NOVO, Ferruccio
– Nacque a Torino il 22 marzo 1897 da Antonio e da Ernesta Biroli.
Nel 1894 il padre aveva fondato una piccola società in nome collettivo per la confezione di guanti, la A. Novo e C., sciolta tre anni dopo. Rimasto unico proprietario dell’impresa, divenuta ditta individuale, l’aveva riconvertita con successo alla commercializzazione di articoli tecnici, anche stranieri: cinghie di trasmissione per macchine diverse (telai, mulini, trebbiatrici), ma anche parti meccaniche, accessori e oli lubrificanti.

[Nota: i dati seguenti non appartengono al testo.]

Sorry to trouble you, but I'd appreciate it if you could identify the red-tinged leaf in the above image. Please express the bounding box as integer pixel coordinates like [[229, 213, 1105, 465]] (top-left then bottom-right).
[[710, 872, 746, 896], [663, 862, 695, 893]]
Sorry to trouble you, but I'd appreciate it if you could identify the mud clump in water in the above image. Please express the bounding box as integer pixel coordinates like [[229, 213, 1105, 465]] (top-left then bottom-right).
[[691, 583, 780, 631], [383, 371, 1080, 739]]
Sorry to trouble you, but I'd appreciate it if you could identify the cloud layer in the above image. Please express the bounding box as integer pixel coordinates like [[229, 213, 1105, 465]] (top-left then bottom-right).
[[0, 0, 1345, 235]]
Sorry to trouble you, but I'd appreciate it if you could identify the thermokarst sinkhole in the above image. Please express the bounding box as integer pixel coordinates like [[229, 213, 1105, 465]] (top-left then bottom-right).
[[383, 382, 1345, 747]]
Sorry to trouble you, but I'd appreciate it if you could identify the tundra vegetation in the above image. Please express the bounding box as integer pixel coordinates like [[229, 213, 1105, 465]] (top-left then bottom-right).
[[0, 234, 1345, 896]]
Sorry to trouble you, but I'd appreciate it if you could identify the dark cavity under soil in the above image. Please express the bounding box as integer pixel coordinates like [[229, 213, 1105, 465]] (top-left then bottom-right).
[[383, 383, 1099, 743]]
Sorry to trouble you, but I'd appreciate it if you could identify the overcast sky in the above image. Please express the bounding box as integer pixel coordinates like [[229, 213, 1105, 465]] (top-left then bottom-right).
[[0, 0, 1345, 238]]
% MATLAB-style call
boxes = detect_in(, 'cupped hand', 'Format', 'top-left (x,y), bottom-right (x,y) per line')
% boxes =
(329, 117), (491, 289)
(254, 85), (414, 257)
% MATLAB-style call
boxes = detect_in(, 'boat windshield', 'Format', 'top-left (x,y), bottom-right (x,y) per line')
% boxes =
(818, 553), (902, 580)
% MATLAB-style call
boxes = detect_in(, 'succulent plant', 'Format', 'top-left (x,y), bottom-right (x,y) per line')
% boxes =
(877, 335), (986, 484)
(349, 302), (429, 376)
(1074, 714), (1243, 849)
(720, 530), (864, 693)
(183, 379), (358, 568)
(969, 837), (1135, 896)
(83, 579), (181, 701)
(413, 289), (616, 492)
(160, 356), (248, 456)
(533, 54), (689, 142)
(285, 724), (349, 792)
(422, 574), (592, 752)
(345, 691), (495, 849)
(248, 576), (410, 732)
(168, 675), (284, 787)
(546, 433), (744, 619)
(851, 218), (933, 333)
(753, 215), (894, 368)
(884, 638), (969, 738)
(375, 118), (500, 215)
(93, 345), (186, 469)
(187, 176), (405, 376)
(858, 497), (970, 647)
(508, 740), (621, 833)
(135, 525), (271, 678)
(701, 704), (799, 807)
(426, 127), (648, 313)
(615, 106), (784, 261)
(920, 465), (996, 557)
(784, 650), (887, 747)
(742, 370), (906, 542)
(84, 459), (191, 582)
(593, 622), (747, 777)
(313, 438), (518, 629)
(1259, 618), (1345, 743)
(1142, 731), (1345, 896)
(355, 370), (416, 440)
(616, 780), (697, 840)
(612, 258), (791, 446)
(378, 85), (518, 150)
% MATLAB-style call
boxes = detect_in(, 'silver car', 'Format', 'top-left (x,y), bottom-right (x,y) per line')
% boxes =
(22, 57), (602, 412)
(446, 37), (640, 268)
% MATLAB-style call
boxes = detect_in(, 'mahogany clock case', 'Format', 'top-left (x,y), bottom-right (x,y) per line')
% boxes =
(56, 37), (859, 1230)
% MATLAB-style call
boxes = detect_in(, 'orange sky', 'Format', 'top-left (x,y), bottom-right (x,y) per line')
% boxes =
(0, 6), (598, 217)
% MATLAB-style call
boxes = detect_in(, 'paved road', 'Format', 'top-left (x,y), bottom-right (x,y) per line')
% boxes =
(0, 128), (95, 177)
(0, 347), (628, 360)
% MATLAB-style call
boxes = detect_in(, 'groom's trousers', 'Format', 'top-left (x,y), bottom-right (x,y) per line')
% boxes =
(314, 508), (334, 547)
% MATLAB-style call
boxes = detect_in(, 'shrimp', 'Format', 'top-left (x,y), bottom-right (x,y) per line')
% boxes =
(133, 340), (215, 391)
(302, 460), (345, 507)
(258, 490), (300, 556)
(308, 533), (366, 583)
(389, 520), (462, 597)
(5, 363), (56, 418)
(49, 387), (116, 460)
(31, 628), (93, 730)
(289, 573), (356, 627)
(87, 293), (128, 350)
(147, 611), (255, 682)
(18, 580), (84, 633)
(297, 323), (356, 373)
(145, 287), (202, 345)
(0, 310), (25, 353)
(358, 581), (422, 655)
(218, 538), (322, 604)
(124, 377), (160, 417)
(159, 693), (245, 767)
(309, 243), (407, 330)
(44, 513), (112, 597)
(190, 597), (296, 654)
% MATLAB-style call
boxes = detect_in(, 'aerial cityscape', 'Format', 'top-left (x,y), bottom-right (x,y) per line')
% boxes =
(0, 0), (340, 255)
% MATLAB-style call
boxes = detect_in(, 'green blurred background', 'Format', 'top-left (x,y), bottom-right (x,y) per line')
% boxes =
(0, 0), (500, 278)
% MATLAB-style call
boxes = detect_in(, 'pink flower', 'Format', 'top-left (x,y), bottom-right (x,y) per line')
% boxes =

Frequentò il Collegio di S. Giuseppe di Torino e conseguì la ‘quarta istituto tecnico’. Svolse quindi il servizio militare nel corso della prima guerra mondiale fino a raggiungere il grado di sergente maggiore nell’aviazione. Morti prima la madre e poi il padre tra il settembre 1921 e il marzo 1922, ereditò l’azienda paterna insieme al fratello Mario, maggiore di 8 anni. Nel luglio 1922 i due fratelli costituirono la Snc Antonio Novo per gestire al meglio l’impresa, nel frattempo cresciuta e arricchitasi di due agenzie, ad Alessandria e a Mantova, che si aggiungevano alla storica sede torinese, nei pressi di porta Nuova. Mario restò a Torino e si occupò della parte amministrativa, mentre Ferruccio viaggiò e si occupò della parte commerciale, più congeniale al suo carattere dinamico e alle sue doti comunicative.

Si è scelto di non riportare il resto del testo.